August 1, 2014

MySQL Prepared Statements

If you care about archiving best performance in your application using MySQL you should learn about prepared statements. These do not neccesary provide performance beneft but they may, they also have other benefits.

As a quick introduction – before MySQL 4.1 there were only textual statements and textual protocol for data transfer – query was sent as text and result returned back as text. For example number 123 would be sent as string “123″. Such protocol had serious performance implication – queries had to be parsed fully each time, all return values had to be converted to the strings on server side and back on the client side, which is pretty expensive especially for certain data types. Furthermore BLOBs require escaping as not all characters could be used in textual protocol, which not only consumed time but also required extra memory consumption both on server and client.

So in MySQL 4.1 Prepared statement came. Do not mix these native Server Side Prepared Statements with emulated prepared statements which JDBC, ODBC and some other drivers had forever. Now query passed to the server contained placeholders for parameters, for example “select name from user where id=?” and executing query with different parameters did not require passing full query to the server and full parsing. (Note: Optimization phase currently remains). Not only this is faster if you execute statement serveral times but also it is more secure – it saves you from many variants of “SQL Injection” – passing malformed data so query changes it meaning.

You also can bind direct variables to return columns – which means not only data does not need to be converted back and forth but you also save extra data copying from row structure to your variables.

So how much extra performance can you get by using prepared statements ? Results can vary. In certain cases I’ve seen 5x+ performance improvements when really large amounts of data needed to be retrieved from localhost – data conversion can really take most of the time in this case. It could also reduce performance in certain cases because if you execute query only once extra round trip to the server will be required, or because query cache does not work.

I’ve done a simple benchmark (using SysBench) to see performance of simple query (single row point select) using standard statement, prepared statement and have it served from query cache.
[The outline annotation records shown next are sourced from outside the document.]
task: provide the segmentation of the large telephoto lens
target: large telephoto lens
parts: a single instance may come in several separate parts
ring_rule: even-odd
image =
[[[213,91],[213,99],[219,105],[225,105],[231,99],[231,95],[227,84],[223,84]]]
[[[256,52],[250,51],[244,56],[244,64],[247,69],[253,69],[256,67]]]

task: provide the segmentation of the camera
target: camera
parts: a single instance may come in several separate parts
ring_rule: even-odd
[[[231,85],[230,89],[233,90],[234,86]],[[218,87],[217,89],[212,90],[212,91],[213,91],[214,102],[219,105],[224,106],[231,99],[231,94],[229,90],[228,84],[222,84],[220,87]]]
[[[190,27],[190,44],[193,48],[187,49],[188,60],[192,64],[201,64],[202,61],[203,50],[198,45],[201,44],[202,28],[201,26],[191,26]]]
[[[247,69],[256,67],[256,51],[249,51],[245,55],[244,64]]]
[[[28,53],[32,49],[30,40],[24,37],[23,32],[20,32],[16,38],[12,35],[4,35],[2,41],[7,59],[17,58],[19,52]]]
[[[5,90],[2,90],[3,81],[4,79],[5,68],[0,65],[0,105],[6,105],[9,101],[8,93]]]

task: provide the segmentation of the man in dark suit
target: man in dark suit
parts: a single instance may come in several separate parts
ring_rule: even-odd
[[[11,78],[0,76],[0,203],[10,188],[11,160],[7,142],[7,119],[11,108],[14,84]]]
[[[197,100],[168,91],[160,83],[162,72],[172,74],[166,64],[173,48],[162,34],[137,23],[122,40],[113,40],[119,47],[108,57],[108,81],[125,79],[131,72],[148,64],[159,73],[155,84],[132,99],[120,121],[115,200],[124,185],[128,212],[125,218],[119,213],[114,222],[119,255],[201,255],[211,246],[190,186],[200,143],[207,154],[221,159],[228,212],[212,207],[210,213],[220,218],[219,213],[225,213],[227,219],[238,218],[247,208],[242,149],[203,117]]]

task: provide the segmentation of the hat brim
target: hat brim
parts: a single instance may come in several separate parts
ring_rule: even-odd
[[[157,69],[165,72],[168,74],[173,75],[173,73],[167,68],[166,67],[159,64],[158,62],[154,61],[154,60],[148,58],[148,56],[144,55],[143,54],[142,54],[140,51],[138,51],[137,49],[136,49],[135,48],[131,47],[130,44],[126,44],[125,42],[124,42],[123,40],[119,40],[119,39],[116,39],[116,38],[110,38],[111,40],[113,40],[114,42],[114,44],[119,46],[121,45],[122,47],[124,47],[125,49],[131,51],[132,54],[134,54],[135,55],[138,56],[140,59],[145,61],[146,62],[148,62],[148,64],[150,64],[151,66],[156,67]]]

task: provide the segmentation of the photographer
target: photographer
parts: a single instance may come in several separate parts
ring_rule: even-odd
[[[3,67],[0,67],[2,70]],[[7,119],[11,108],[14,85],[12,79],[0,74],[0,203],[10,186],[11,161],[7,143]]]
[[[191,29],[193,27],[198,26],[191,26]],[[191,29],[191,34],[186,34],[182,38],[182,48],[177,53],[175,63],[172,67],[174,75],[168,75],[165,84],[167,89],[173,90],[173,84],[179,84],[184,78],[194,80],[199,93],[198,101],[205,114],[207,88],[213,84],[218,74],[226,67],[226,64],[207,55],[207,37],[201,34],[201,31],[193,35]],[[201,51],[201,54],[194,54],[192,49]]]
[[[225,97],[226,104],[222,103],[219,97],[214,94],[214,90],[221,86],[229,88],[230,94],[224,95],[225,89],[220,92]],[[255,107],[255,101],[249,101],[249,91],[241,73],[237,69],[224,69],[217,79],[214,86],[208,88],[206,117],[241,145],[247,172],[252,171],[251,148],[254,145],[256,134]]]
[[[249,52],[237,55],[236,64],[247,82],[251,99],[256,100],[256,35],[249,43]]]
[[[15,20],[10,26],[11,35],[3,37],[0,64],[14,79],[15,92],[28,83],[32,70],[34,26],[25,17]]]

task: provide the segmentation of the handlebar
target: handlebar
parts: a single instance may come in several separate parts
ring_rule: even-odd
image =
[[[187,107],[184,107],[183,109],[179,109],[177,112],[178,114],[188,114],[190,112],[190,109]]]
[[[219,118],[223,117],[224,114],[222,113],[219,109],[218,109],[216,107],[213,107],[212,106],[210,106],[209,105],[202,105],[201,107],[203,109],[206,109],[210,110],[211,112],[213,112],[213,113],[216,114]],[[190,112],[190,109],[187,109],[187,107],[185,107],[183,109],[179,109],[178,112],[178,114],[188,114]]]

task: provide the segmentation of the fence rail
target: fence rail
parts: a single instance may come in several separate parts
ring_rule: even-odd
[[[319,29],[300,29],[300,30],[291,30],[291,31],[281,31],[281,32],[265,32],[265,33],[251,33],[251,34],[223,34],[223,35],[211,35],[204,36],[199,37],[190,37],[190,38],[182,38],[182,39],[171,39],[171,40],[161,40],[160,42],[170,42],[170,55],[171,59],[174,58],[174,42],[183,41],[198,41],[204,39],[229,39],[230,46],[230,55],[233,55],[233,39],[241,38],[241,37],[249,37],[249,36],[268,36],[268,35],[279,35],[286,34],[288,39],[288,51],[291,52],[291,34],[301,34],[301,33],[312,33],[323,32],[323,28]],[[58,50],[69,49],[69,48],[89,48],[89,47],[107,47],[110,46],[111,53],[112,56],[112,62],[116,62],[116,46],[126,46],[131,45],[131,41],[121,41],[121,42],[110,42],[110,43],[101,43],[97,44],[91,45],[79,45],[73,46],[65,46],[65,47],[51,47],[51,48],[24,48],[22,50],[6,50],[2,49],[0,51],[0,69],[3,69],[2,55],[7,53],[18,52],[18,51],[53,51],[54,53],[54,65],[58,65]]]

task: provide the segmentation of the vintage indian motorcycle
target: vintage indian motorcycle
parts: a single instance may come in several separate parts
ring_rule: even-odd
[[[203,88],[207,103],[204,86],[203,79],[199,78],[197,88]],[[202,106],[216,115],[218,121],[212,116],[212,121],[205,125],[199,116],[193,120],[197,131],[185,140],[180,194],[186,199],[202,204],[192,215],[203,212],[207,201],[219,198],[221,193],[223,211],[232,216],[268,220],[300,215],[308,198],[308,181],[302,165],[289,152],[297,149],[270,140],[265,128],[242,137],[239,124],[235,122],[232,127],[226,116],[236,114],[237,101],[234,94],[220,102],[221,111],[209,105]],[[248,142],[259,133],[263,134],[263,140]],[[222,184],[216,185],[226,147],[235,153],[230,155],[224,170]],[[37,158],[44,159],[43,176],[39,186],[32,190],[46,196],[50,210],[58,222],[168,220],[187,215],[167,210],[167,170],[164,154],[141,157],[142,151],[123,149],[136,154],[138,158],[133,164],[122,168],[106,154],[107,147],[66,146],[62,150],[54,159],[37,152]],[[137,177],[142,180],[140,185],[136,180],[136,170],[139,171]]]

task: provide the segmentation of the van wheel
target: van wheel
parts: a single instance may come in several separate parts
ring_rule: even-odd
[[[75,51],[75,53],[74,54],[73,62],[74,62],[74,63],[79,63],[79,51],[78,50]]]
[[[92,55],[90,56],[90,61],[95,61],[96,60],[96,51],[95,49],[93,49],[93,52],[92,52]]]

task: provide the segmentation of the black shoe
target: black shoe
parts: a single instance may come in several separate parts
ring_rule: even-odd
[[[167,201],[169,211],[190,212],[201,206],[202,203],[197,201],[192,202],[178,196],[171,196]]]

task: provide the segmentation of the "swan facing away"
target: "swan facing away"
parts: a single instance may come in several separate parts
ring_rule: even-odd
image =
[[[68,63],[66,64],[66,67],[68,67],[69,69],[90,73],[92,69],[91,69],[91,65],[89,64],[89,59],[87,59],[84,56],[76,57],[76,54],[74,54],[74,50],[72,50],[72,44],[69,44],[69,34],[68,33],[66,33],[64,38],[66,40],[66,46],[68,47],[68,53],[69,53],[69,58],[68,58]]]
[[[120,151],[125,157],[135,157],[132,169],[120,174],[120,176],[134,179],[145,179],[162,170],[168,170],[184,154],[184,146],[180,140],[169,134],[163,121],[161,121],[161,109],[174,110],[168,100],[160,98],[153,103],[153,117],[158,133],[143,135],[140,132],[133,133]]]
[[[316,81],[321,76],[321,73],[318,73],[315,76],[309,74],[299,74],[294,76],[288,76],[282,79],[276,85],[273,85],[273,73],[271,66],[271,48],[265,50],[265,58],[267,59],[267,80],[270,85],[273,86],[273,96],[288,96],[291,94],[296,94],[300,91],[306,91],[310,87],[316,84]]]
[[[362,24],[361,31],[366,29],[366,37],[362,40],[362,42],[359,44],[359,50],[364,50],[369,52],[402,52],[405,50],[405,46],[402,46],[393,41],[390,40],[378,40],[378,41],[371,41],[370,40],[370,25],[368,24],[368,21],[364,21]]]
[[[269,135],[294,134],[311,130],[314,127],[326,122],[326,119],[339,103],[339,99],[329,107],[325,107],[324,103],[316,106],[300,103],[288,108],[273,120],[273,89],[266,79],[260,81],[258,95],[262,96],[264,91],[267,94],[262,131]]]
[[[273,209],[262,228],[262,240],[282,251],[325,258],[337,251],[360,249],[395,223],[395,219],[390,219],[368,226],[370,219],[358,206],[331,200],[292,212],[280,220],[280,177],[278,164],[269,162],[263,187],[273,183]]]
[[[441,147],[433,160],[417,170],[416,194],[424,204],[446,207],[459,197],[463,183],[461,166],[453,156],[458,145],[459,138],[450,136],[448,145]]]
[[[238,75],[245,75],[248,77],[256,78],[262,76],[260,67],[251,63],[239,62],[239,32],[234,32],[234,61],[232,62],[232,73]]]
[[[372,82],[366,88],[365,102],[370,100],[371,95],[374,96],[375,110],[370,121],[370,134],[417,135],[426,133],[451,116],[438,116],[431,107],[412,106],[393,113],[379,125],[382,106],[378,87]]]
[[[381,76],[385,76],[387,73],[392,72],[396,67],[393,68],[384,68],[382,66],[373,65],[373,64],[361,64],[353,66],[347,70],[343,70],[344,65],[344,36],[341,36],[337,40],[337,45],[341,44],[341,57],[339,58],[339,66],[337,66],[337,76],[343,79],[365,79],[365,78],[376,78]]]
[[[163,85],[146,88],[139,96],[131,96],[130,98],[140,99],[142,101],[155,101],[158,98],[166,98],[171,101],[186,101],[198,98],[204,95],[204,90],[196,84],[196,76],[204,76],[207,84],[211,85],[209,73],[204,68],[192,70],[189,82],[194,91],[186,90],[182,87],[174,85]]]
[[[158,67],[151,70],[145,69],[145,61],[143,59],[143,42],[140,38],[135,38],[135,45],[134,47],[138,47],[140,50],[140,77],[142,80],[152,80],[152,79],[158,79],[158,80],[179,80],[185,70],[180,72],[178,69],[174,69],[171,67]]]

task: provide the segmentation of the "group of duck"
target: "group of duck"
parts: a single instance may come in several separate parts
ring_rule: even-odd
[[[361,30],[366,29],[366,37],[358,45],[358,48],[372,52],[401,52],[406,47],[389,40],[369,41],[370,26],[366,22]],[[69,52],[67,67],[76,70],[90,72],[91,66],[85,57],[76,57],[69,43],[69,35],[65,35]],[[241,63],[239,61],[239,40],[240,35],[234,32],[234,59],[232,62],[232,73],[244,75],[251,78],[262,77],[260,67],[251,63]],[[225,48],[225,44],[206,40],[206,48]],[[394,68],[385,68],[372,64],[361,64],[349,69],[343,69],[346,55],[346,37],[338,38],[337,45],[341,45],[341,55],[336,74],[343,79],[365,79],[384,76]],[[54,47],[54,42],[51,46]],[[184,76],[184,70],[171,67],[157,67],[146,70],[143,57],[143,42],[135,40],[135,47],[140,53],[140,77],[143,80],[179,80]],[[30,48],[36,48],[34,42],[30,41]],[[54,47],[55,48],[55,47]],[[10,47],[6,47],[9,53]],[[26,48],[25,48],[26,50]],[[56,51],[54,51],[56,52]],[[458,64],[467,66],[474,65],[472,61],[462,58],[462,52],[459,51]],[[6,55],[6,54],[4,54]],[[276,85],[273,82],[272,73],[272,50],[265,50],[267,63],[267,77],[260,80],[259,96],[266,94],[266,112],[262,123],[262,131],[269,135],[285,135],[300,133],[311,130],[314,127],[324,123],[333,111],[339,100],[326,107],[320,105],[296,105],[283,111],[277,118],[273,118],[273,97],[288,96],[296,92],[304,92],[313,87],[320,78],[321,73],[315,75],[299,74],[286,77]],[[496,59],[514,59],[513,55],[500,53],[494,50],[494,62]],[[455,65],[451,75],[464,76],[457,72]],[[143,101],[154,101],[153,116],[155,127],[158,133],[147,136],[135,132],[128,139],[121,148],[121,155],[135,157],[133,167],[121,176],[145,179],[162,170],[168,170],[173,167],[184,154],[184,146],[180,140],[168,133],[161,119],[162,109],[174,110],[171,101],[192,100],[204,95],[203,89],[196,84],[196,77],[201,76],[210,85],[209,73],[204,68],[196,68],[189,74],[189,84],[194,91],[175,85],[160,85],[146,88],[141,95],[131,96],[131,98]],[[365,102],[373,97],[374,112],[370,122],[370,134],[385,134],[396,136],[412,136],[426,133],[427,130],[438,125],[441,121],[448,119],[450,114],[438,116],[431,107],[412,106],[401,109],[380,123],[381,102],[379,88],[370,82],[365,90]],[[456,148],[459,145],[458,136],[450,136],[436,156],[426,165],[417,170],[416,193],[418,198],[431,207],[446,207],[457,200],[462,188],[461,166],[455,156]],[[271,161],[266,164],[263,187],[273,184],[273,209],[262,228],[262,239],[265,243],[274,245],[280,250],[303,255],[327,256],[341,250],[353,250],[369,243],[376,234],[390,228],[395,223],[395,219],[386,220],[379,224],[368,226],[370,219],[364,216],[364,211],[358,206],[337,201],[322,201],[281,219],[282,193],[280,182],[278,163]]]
Prepared statements give 2290 queries/sec which is significantly better than 2000 with standard statements but it is still well below 4470 queries/sec when results are served from query cache.

So there are good reasons to use prepared statements:

  1. Save on query parsing
  2. Save on data conversion and copying
  3. Avoid SQL Injection
  4. Save memory on handling blobs

There are also drawbacks and chewats of using prepared statements:

  1. Query cache does not work
  2. Extra server round trip required if statement used only once
  3. Not all statements can be prepared. So you can’t use prepared API exclusively you’ll need to fall back to normal API for some statements
  4. Newer and sometimes buggy code. I had a lot of problems with PHP prepared statements. It is getting better but still it is less mature than standard API
  5. You can’t use placeholders in place of all identifiers. For example you can’t use them for table name. In certain version it even does not work for LIMIT boundaries
  6. Inconvenient list handling. Unlike in for example PEAR emulated prepard statements there is no nice way to pass list of values to IN
  7. Harder tracing. Logs were now fixed to include full statement text not only “Execute” but in SHOW INNODB STATUS you would still see statements without actual values – quite inonvenient for analyses.

Few notes:

There is no statement cache – You can allocate multiple copies of same prepared statement and they will each use separate structures on the server. It does not matter if you do it from same connection or multiple connections.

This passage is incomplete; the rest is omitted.